You’re the only thing I can’t unsee. You’re in my blood now. And I don’t share what’s mine.”

And I do feel it.

God help me, I do.

He doesn’t say anything at first. Just moves slow and deliberate as he climbs onto the bed beside me. The mattress dips beneath his weight, and for a second, I forget how to breathe. Then his hands find my waist, and he pulls me gently into his lap.

My legs fold over his, my front settling against his chest, and the jersey still clutched in my hands feels suddenly heavier. His arms wrap around me like they were always meant to, and the warmth of him, his body, his breath, his presence, presses into every inch of me.

“You’re quiet,” he says softly.

“I’m thinking,” I whisper.

“About what?”

I hesitate. “About how I ended up here. In your room. In your lap. Holding your number.”

He smirks, but it’s gentler this time. “You didn’t end up here, Blair. You chose it.”

I swallow hard. “I don’t usually choose things like this.”

“I know,” he murmurs, brushing his thumb along my jaw. “That’s why it matters.”

I look down, then back up. “You’re not what I expected.”

He leans in, forehead nearly touching mine. “Good. I don’t want to be.”

My breath catches. “You scare me.”

His voice drops. “Do I?”

“Yes,” I admit. “But not in the way I thought I’d be scared.”

He tilts his head. “Then how?”

“Like you see things I don’t want anyone to see.”

He’s quiet for a beat. Then: “I do. And I’m not looking away.”

I blink, heart thudding. “Why me?”

He smiles, slow and devastating. “Because you’re the only thing I’ve ever wanted to keep.”

I look at him, heart thudding, the jersey still clutched in my lap. “You could have anyone on this campus,” I say quietly. “Girls are fawning over you every day.”

His expression doesn’t shift. He doesn’t smirk. He doesn’t deny it. He just leans in, eyes locked on mine, voice low and deliberate.

“I don’t want anyone else.”

I swallow hard, but he’s not done.

“They want the version of me I let them see,” he says, thumb brushing my jaw. “The charm. The body. The game-day smile. But you—“ His voice drops, almost reverent. “You saw me when I wasn’t performing. You looked at me like I was real. And now I can’t fucking breathe without thinking about you.”

My breath catches.

“I don’t chase,” he murmurs. “I claim. And I’ve already decided—you’re mine.”

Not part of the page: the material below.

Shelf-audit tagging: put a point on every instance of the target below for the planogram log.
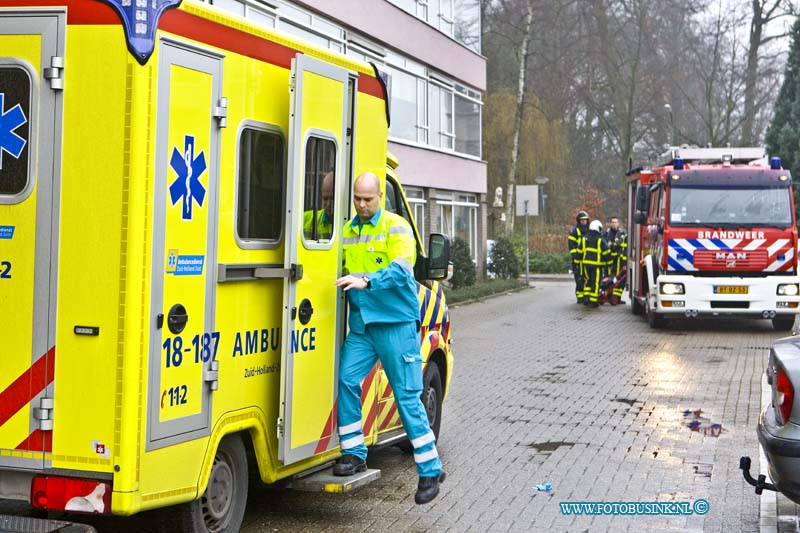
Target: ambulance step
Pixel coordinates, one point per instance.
(27, 524)
(325, 481)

“You’ve derailed me,” I whisper.

His brow lifts, but he doesn’t speak.

“You’ve inserted yourself into my life like you belong there. Like you’ve always belonged there. And I didn’t ask for it. I didn’t plan for it. I didn’t count on it.”

He watches me, silent, unreadable.

“My routines are how I survive,” I say, voice trembling. “They’re how I stay upright. And now I’m forgetting steps. I’m skipping counts. I’m changing because of you.”

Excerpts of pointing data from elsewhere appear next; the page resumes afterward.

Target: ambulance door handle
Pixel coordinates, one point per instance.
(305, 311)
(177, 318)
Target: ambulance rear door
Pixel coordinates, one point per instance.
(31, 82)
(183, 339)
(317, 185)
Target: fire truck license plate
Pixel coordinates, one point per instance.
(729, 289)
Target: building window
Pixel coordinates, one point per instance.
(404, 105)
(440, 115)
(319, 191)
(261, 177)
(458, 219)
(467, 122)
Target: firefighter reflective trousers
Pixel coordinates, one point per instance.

He leans in, eyes dark, voice low. “Good.”

I blink, stunned.

“I don’t want to be another number in your life,” he whispers. “I want to be the reason you stop counting.”

His eyes are locked on mine, dark and unflinching, and then, without warning, he closes the distance.

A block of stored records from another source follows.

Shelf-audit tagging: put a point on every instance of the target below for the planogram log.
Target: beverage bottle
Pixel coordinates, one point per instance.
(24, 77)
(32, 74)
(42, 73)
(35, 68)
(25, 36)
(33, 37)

His lips crash down on mine.

It’s not gentle. It’s not tentative. It’s claiming. His hands are firm at my waist, anchoring me in place, and for a split second, I freeze. My breath halts. My body goes still. The world narrows to the heat of his mouth, the pressure of his grip, the pulse roaring in my ears.

Then I lean in. Slowly. Willingly. Like something inside me has been waiting for this exact moment to break open, and maybe it has. I’ve had a crush on him for years.

My fingers drop the jersey, and I clutch his toned arms.

The kiss deepens, and I feel it everywhere. In my chest. In my spine. In the way my routines fall silent. He’s not just touching me. He’s rewriting me.